What it can do (use cases)

One byte-level model that turns a natural-language turn into a grounded tool call — across an assistant, a coding agent, computer-use/productivity apps, and parallel two-call turns:

you say	it calls
"What's the weather in Cusco?"	`get_weather(city="Cusco")`
"What is 19 * 19 * 5?"	`calculator(expression="19195")`
"Open the file bin/run.sh."	`read_file(path="bin/run.sh")`
"Grep for 'TODO'."	`grep_search(pattern="TODO")`
"Run the tests."	`run_tests()`
"Commit with message 'fix bug'."	`git_commit(message="fix bug")`
"Send an email to Greta."	`send_email(recipient="Greta")`
"Go to figma.com."	`open_url(url="figma.com")`
"Send a Slack message saying 'ship it'."	`slack_send(message="ship it")`
"Create a Jira ticket titled 'broken link'."	`jira_issue(summary="broken link")`
"Compose an email to Judy and search for how tall is Everest."	`send_email(recipient="Judy")` + `web_search(query="how tall is Everest")`

Multi-turn coding (grounds a follow-up arg from a tool response): read_file(tests/test_api.py) → result → run_tests() → "FAILED…" → fix. At catalog scale (100s–1000s of tools) selection is done by retrieval (top-k) instead of a fixed head. See the LocalAgent repo.

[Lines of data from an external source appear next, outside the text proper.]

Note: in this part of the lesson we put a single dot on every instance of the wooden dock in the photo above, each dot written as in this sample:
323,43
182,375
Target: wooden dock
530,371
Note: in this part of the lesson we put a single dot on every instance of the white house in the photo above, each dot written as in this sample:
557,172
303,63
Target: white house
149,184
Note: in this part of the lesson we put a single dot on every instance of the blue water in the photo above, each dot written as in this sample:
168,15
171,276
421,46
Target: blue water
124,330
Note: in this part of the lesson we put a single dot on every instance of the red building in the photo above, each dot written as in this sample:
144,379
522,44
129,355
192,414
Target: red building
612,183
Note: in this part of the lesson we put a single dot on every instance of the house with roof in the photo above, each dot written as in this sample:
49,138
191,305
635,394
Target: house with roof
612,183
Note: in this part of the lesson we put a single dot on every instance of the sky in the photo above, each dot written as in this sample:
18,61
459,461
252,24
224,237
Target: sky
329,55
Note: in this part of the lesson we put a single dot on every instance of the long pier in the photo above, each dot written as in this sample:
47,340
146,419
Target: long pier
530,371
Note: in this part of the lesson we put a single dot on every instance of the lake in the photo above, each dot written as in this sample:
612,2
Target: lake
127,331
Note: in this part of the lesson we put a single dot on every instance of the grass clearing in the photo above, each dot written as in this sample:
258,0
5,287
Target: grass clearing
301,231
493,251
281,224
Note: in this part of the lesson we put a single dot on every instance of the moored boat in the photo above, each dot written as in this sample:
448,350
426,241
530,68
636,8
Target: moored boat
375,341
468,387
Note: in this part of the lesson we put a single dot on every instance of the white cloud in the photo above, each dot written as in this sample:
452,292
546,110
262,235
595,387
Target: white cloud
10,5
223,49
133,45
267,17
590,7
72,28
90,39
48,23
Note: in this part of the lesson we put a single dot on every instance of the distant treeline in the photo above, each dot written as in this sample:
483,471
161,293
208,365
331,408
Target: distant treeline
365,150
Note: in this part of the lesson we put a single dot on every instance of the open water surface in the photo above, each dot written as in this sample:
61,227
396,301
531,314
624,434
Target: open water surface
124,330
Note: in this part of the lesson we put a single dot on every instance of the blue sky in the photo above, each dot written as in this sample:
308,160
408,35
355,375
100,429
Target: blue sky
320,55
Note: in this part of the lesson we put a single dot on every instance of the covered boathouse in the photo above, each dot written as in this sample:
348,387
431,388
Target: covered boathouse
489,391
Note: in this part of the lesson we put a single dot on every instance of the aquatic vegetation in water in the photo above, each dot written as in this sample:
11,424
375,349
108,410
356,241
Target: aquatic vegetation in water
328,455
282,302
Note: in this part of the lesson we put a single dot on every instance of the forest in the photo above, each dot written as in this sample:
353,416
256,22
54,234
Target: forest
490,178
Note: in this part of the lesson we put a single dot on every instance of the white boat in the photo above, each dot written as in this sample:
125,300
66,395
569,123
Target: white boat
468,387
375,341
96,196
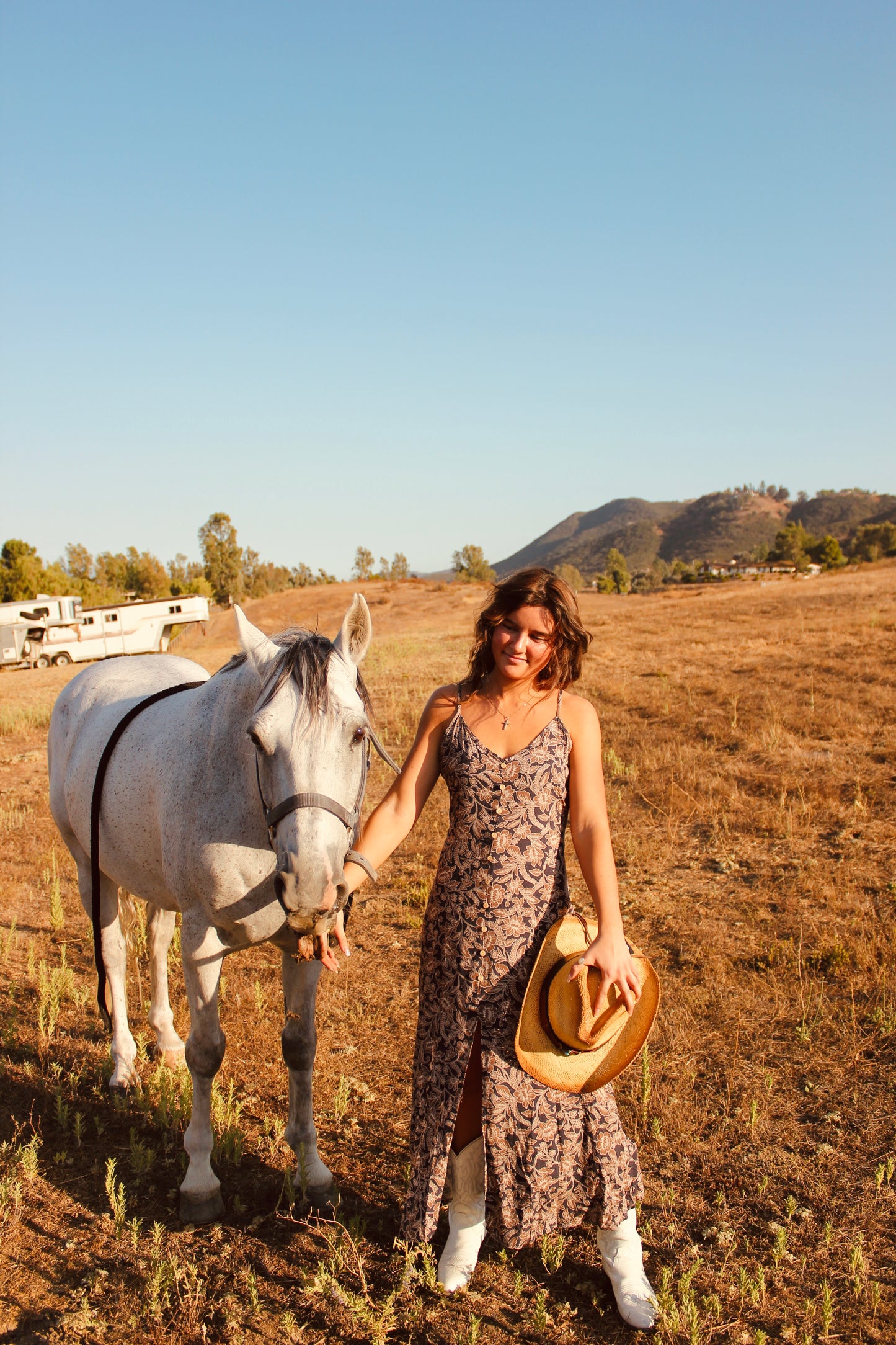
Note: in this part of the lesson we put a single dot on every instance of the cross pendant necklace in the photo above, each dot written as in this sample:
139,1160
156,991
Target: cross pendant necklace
508,717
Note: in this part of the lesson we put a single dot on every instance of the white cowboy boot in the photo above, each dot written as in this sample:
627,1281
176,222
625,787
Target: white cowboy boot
466,1216
624,1263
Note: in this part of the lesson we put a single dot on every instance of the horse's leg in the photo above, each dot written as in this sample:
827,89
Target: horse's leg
160,930
203,953
115,955
300,1044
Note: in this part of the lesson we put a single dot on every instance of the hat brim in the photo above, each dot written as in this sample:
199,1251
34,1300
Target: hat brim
587,1070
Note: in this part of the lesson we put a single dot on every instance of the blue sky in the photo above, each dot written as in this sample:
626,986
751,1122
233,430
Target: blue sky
414,275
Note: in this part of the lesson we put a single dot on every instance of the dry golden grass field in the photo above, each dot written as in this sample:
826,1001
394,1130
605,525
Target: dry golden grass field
750,751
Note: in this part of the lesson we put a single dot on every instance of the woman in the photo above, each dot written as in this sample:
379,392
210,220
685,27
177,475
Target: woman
519,754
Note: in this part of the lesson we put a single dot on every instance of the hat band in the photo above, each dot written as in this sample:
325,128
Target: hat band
543,1012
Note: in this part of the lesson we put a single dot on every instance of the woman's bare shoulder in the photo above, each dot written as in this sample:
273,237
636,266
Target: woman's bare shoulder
442,704
578,713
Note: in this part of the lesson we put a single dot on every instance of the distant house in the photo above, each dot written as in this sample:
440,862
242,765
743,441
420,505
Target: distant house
730,570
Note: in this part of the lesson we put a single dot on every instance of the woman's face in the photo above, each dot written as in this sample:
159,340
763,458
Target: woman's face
521,643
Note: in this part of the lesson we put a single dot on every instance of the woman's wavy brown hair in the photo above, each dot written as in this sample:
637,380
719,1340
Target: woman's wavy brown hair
532,587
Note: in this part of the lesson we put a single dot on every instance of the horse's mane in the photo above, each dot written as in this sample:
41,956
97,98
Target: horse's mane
304,657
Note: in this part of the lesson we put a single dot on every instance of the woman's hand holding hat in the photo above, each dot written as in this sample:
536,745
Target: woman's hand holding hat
610,955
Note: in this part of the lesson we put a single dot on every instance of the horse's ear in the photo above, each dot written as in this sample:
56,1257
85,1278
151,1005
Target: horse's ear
357,631
253,642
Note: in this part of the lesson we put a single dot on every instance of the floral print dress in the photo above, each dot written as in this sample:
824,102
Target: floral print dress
554,1160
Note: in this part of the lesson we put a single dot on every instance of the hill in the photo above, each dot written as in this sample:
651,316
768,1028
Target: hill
712,527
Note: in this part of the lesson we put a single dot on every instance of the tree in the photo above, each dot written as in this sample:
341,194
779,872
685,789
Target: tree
363,566
875,540
618,571
570,576
187,578
222,557
20,568
829,553
471,566
793,543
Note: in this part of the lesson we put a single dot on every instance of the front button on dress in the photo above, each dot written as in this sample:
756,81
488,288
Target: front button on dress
554,1160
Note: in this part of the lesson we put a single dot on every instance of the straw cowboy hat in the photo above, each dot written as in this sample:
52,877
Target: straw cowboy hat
564,1039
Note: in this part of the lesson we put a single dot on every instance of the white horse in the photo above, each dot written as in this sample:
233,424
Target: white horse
182,825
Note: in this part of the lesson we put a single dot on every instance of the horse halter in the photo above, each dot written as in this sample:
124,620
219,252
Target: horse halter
352,821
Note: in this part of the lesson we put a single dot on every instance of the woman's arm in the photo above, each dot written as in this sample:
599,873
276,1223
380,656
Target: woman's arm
399,809
590,830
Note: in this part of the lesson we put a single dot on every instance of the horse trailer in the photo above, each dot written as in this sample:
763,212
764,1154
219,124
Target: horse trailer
78,634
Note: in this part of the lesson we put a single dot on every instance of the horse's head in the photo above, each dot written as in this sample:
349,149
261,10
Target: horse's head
309,726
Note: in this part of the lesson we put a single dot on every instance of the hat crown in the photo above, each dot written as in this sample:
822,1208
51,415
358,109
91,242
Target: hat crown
580,1017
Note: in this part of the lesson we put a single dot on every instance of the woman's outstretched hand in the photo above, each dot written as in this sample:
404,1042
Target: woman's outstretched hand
609,954
328,957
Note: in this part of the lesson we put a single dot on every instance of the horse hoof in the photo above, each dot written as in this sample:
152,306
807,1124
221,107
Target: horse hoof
124,1082
194,1211
319,1197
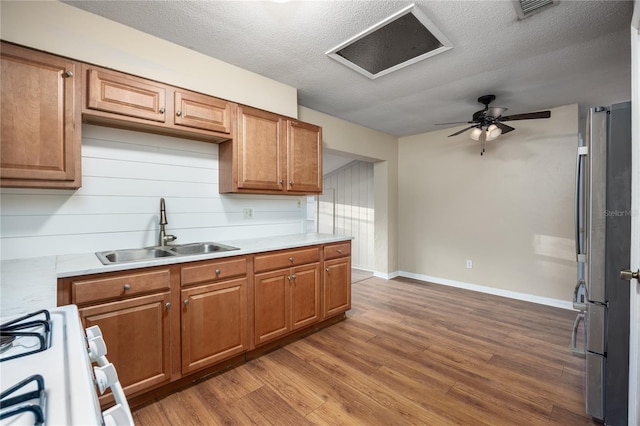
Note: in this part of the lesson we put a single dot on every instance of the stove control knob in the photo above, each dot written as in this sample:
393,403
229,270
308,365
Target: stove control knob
93,331
105,376
97,348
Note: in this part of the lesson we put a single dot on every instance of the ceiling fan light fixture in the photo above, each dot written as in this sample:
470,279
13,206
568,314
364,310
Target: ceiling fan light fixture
493,132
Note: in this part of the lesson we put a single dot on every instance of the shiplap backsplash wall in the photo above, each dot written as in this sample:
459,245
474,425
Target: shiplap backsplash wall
125,174
352,188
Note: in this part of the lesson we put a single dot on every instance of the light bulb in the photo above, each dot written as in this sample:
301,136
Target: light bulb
493,132
475,134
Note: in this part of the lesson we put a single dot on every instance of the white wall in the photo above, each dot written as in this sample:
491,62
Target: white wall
510,211
382,149
124,175
352,186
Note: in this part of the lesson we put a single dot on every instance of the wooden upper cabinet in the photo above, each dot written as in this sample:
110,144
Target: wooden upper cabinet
260,144
122,100
40,136
304,157
127,95
202,112
271,154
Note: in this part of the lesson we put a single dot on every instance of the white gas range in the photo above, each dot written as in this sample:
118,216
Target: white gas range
46,374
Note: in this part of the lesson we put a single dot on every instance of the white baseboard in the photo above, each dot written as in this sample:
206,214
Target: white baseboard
386,276
482,289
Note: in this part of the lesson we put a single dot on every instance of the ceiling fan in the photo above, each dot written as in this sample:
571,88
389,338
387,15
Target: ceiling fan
487,124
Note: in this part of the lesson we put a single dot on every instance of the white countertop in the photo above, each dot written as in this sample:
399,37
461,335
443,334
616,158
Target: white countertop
30,284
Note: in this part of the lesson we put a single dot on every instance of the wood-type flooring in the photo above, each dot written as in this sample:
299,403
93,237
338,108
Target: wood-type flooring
409,353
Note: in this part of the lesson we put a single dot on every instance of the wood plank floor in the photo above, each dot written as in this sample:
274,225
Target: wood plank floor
409,353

Load (pure PyTorch, no transformers)

import json, torch
from huggingface_hub import hf_hub_download
from localagent.model import LocalAgentLM, ModelConfig

cfg_d = json.load(open(hf_hub_download("danelcsb/localagent-ultra-tiny-1m", "config.json")))
cfg = ModelConfig(**{k: v for k, v in cfg_d.items() if k in ModelConfig.__dataclass_fields__})
model = LocalAgentLM(cfg)
from safetensors.torch import load_file
model.load_state_dict(load_file(hf_hub_download("danelcsb/localagent-ultra-tiny-1m", "model.safetensors")))
model.eval()

See the LocalAgent repo for the grounded decoder / agent runtime (tool head, pointer head, retrieval, parallel-call decode).